The questions will always haunt us, as long as we live and are capable of thinking.
The booklet deals forthrightly with the emotions surrounding what to do with your child's possessions, and how parents hold onto their child by keeping possessions. How well I know that feeling . . . and also the sadness that comes from disposing of them, which feels somehow disloyal.
"Memories are the worst and the best aspects of grief."
Yes, and that is the crux of it. We WANT to remember. We WANT to keep our child alive in our hearts and minds, but as the memories come, the grief comes along with the happiness, so many times.
There is a section on "Memorials," ways to memorialize one's child. Here, I have perhaps fallen victim to my own feelings of grief, for she writes, "A memorial should be a celebration of the child's life, not an expression of your grief."

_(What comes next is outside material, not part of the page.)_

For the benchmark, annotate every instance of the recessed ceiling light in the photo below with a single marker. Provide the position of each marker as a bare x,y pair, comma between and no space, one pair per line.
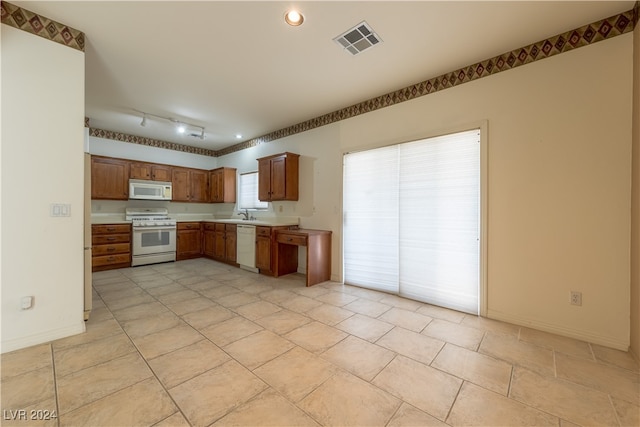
293,18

She gives some examples, but my memorial for Leif is this blog, and it cannot be truthful without acknowledging grief. I found that out as I wrote it. If you have followed this blog these three-and-a-half years, you may remember that when I started it, the day we found him, I said I wanted it to be about the "remembering the good times." But it was and is not a biography that progressed in linear order through his life. It is not just a series of stories about him. It is a collection of thoughts, stories, emotions, which all intermingle, just as life does.
Here is a sentence from the last paragraph of the booklet, "Recovering from grief does not mean that you get over the death of your child."
Yes, every parent I've talked to who has suffered the death of their child says this. You never get over it, but you learn to cope. You learn to go on. You learn to handle the occasions the sadness and nostalgia return. You learn to be grateful for the years you had. You learn to treasure every memory and every photo. You learn to be thankful for them.
And you will never, never forget.
Leif will not be with us this holiday season, not in person, not on this earth, but he will be in our hearts.
This photo was taken of Leif in Hawaii in July 1984. He was nine years old. He looks happy, confident, adventurous.